Bon pour ce qui est des vacances à St Malo, je m’étais passée de la découverte de la Bretagne et de son microclimat inimitable jusqu’à mes 22 printemps, mais le maillot de bain seventies de mes parents en Corse ça je m’en souviens bien.

Mais ce que ne dit pas ce cher Laurent, c’est qu’au-delà de notre top 50 des tubes de l’été (Ah, la Lambada…) et de nos inénarrables souvenirs de Marc Toesca, nous avons tous dans le cœur notre panthéon bien personnel des salades qui ont marqué nos vies…

Celle qui a nous a fait perdre 3 kilos d’eau avant le maillot seventies, près de 5 années de suite, à raison de 2 kilos et demi de laitue iceberg par jour. Avec 1 cc d’huile. Et beaucoup de vinaigre.

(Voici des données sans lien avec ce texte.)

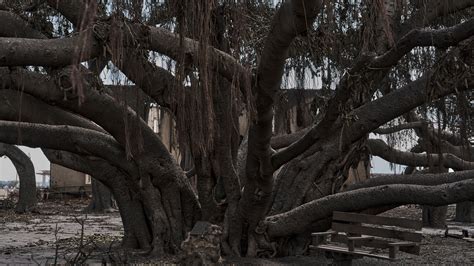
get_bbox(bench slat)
[332,222,422,242]
[330,234,420,255]
[332,211,423,230]
[309,245,393,260]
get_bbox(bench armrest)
[388,241,418,247]
[347,236,374,241]
[311,230,338,246]
[347,236,374,251]
[311,230,337,236]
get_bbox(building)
[49,163,92,193]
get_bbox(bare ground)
[0,200,474,265]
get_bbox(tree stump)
[181,221,222,265]
[423,206,448,229]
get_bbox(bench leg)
[331,258,352,266]
[388,246,399,259]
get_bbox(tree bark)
[263,179,474,237]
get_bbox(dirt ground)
[0,199,474,265]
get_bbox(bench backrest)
[332,212,423,254]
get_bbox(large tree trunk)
[0,143,37,213]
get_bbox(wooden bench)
[309,212,423,264]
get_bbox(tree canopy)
[0,0,474,256]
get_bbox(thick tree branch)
[0,33,102,67]
[367,139,474,170]
[344,37,474,144]
[346,170,474,191]
[239,0,321,228]
[373,121,428,135]
[264,175,474,237]
[368,19,474,68]
[0,121,137,174]
[398,0,474,36]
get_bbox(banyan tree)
[0,0,474,256]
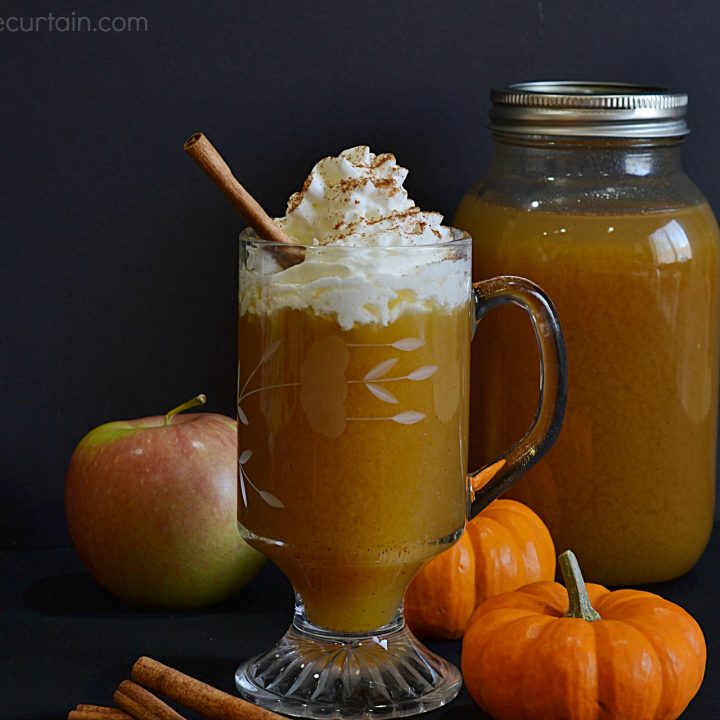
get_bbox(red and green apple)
[65,395,265,608]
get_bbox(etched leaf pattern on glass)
[237,336,439,508]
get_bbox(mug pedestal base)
[235,621,462,720]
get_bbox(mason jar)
[454,82,720,585]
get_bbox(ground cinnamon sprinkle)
[287,191,307,213]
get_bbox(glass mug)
[235,229,566,718]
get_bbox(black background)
[0,0,720,547]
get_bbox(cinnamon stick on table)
[68,703,133,720]
[113,680,186,720]
[132,657,283,720]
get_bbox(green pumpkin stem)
[558,550,601,622]
[163,393,207,425]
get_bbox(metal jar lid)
[490,80,690,138]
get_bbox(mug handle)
[468,275,567,515]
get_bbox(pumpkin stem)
[558,550,601,622]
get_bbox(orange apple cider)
[455,194,720,584]
[238,276,472,632]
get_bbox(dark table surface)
[0,526,720,720]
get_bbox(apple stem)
[163,393,207,425]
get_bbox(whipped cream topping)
[275,145,452,247]
[240,146,471,330]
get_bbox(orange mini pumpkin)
[462,551,706,720]
[405,500,555,638]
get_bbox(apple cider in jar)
[455,83,720,584]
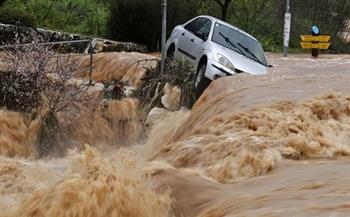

Celle qu’on picorait distraitement, les yeux dans le vague et l’air énamouré, puisque c’est bien connu lorsque les filles sont amoureuses elle ne mangent que des salades.
Ca et aussi quand on est à maillot J-3.

Celle qu’on a découverte à l’occasion de nos saines lectures, et dont le parfum de nouveauté nous avait enchanté…

Et puis il y a celle-ci.

Cette salade a commencé sur un jour de fête, puisque je l’ai découverte le jour de mes 20 ans.
A cette occasion, ma famille si prévenante avait alors décidé de marquer le coup et de m’offrir en ce jour un banquet digne des rois. Un traiteur avait été appelé à cette fin.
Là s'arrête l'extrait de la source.